Die jüngeren Generationen zeigen sich dagegen bewusst politischer und dabei kritischer gegenüber Tierprodukten. Unter den 15- bis 29-Jährigen ist der Anteil an VegetarierInnen und VeganerInnen laut aktuellem Fleischatlas der Heinrich-Böll-Stiftung am höchsten, mit steigender Tendenz. Die »Fridays for Future«-Bewegung hat sicherlich einen Anteil daran. Zugleich sind junge Deutsche laut BMEL aufgeschlossener gegenüber der wachsenden Vielfalt an pflanzlichen und anderen Alternativen zu konventionellen Fleisch- und Milchprodukten.



Infografik Fleischverzehr


Ausblick



Deutschland steht mit seinem Trend weg vom Fleisch global gesehen leider noch relativ allein da. Weltweit hat sich der Fleischverbrauch in den vergangenen 20 Jahren laut Fleischatlas mehr als verdoppelt. Das ist vor allem darauf zurückzuführen, dass ehemalige Entwicklungs- und Schwellenländer im Lebensstandard aufholen und sich an den der westlichen Industrienationen annähern. Auch in China, dem bevölkerungsreichsten Land der Welt wächst der Pro-Kopf-Verbrauch. Trotzdem ist er dort im Vergleich noch gering – etwa halb so hoch wie in den USA.


Dennoch: Ganz allein ist Deutschland nicht. Auch in anderen Industrienationen wie z. B. Österreich, Belgien, Dänemark, Finnland, Frankreich, Griechenland und Italien sinkt der durchschnittliche Pro-Kopf-Verzehr seit einigen Jahren mehr oder weniger stark. Die Erfahrung zeigt: Zwar steigt mit dem Wohlstand auch der Fleischkonsum. Ab einem bestimmten Punkt führen Wohlstand und Bildung jedoch eher zu einem kritischen Umgang mit der Tierindustrie.



Da die Lösung der mit Tierprodukten verbundenen Probleme wie Klimaerhitzung und Biodiversitätsverlust keinen weiteren Aufschub duldet, muss die Zukunft den (Milch- und) Fleischalternativen gehören.
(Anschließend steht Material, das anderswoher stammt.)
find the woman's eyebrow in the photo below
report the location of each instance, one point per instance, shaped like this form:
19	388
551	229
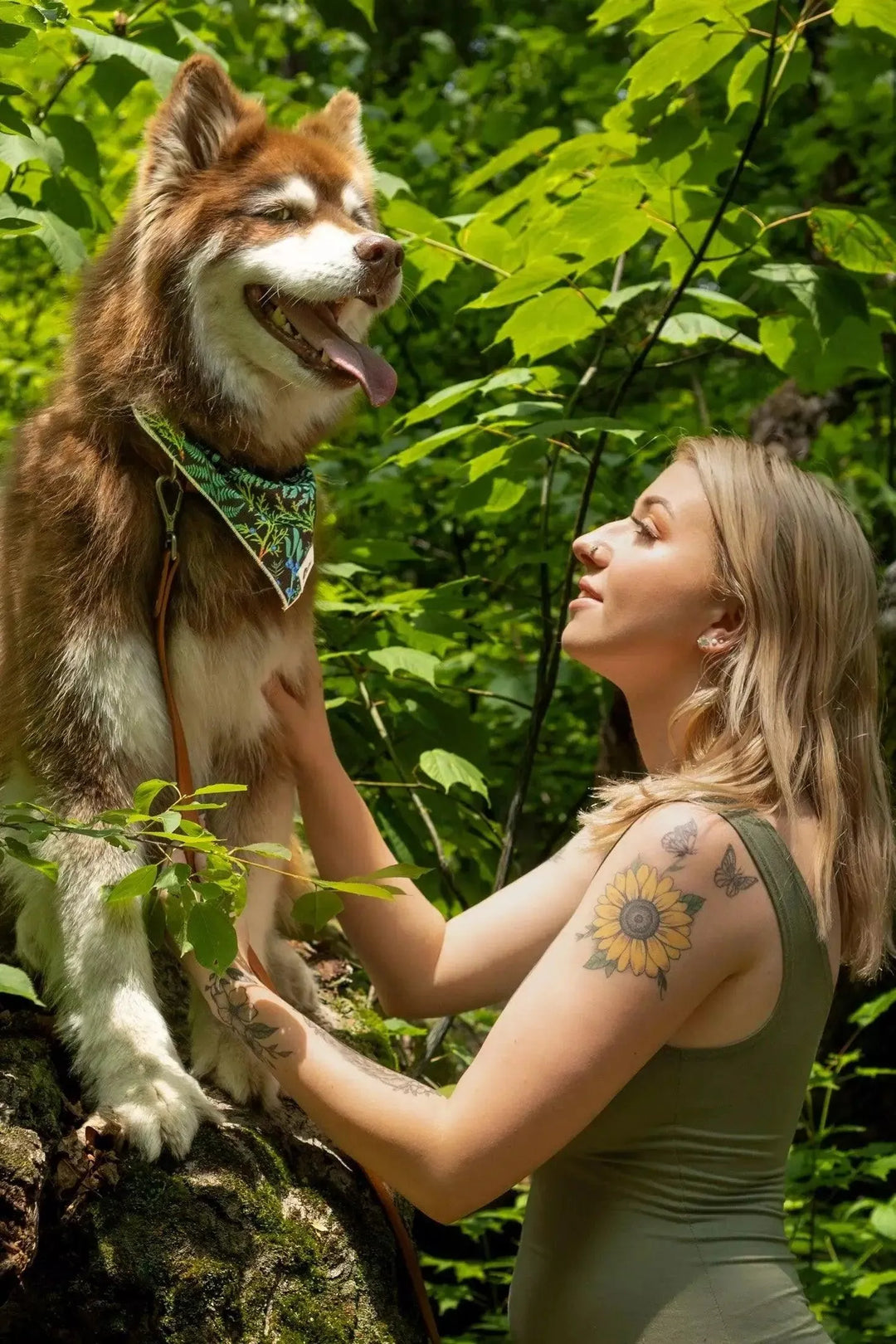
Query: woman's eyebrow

Deutschland kann und muss dabei eine Vorreiterrolle einnehmen. Dies birgt für einige Branchen lukrative Entwicklungsmöglichkeiten: Proteinlieferanten können sich jenseits von Tierprodukten breiter aufstellen. Handel, Gastronomie und Caterer, indem sie KundInnen eine zukunftsfähigere Produkt- bzw. Speisepalette anbieten. Hersteller, die mit dem verstärktem Fokus auf pflanzliche Produktentwicklung KundInnen abholen und Umsätze festigen können.